Wer Actionfilme mag, wird Honduras lieben. Quietschende Reifen kommen uns auf der anderen Fahrspur entgegen. Zunächst verkrampfe ich mich etwas. Sah so aus, als würde der Truck uns streifen. Aber ois easy. Überschlug sich hinter uns nur ein paarmal im anderen Straßengraben.

Der Fahrer des Trucks in einer Unfallstelle ein paar Stunden weiter hatte weniger Glück.
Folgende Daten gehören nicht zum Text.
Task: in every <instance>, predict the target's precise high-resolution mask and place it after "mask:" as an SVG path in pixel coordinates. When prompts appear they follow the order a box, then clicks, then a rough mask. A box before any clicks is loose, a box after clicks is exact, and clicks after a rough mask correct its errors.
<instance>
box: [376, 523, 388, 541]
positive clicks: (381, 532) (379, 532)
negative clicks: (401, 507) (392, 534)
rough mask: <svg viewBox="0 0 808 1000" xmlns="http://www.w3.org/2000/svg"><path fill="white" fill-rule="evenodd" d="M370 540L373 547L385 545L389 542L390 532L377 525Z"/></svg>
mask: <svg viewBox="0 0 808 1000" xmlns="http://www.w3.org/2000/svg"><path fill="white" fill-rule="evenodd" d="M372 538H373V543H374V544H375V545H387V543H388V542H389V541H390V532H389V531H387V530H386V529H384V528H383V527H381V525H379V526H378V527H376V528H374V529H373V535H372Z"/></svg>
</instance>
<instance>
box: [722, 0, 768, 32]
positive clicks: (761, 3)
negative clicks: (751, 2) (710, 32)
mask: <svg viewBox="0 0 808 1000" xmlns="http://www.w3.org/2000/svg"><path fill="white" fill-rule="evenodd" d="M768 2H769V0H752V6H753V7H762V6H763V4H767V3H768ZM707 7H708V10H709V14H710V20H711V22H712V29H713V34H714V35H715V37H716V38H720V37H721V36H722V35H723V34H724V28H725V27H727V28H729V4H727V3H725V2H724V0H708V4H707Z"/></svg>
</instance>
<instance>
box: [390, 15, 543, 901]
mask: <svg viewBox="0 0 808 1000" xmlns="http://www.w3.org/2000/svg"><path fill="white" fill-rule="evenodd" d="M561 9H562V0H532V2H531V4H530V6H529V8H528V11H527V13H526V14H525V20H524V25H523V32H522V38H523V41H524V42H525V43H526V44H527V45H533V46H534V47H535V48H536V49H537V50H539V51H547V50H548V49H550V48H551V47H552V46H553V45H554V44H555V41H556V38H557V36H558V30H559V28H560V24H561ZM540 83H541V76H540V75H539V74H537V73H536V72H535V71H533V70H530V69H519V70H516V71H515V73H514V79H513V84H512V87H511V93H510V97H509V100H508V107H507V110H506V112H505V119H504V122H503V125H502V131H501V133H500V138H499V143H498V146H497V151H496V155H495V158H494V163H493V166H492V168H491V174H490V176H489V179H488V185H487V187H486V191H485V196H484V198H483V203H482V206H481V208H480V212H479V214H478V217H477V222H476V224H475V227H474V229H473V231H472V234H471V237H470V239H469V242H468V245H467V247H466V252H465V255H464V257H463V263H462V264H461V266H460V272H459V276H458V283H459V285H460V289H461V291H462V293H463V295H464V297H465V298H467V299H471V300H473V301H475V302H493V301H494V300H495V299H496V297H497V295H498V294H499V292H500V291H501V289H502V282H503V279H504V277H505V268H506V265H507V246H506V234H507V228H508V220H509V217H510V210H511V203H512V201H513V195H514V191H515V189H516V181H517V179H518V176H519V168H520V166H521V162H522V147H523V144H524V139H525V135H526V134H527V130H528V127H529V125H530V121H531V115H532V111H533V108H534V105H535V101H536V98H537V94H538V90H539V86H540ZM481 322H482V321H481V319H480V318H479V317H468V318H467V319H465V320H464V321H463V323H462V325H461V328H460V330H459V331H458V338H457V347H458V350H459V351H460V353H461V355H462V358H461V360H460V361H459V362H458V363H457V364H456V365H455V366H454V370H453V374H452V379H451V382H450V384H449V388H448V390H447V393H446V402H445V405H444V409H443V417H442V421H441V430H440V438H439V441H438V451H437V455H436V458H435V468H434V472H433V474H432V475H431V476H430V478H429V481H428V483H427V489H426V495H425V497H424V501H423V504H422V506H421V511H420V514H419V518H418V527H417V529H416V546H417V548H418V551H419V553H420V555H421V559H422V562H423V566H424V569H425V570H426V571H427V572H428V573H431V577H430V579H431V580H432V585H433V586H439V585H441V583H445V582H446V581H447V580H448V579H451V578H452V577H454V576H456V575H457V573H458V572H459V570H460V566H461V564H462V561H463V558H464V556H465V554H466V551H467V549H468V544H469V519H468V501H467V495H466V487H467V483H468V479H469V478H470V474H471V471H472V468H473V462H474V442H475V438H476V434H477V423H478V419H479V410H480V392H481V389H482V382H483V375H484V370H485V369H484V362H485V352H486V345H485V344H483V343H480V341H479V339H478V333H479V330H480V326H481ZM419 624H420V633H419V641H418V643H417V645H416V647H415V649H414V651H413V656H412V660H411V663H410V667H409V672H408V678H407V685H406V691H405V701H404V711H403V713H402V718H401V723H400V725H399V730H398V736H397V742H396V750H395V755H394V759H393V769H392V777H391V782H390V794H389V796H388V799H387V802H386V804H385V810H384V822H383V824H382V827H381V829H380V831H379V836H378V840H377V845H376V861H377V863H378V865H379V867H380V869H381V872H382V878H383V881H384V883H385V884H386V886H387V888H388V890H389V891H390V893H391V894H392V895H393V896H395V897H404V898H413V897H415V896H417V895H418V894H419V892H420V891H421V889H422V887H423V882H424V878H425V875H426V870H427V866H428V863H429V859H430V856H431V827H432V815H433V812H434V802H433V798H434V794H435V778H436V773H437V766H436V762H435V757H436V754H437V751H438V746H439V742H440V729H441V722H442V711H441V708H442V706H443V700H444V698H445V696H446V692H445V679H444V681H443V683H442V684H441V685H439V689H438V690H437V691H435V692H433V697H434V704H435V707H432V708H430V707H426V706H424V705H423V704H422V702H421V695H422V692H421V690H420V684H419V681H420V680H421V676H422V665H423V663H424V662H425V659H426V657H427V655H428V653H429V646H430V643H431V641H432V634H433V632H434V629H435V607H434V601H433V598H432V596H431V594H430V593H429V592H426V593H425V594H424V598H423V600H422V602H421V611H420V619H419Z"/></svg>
Selbst Evil Kneivel wäre aus dem Wrack nicht mehr lebend rausgekommenn.

Unser Busfahrer heizt neun Stunden lang relativ moderate 130km/h Spitze und drängt auf durchgezogenem Mittelstreifen überholend nur zwei entgegenkommende Autos von der Straße ab. Also nur beinahe. Ois easy.

Der direkt darauf überholende Truckfahrer war hingegen definitiv ein direkter Nachfahre von Ivanhoe: um Haaresbreite reitet er mit weit über 100km/h zwischen Laster und Gegenspurokkupanten durch. Keiner hupt. Zwischen rauchenden Müllfeuern beobachten gelangweilte Anwohner das Turnier. Ois easy.

Auch die dritte Tankstelle zieren wieder “Waffen verboten” Schilder. Die Pumpguns der zwei Wächmänner dahinter vermitteln mir Sicherheit. Vor dem Fotografieren derselbigen frage ich vorsichtshalber trotzdem um Erlaubnis.

Bei einem kurzen Stop in der angeblich zweitgewalttätigsten Stadt Honduras, La Ceiba, verwirren mich die panischen Blicke der Reisemonchichis aus dem Businneren etwas, während ich heldenhaft eine Zigarette rauche.

Am Hafen sehe ich nach 13 h und 600 km Reisen durch Honduras heute zum ersten mal Gringos. Auf der eineinhalbstündigen Überfahrt mit der schnellen großen Fähre zelebrieren die Honduraner ihre tiefe Religiosität. Von bis zu drei Metern Seegang und heftigem Rollen angefeuert betreibt ein Viertel aktive Frühstücks-Reinkarnation. Ois easy.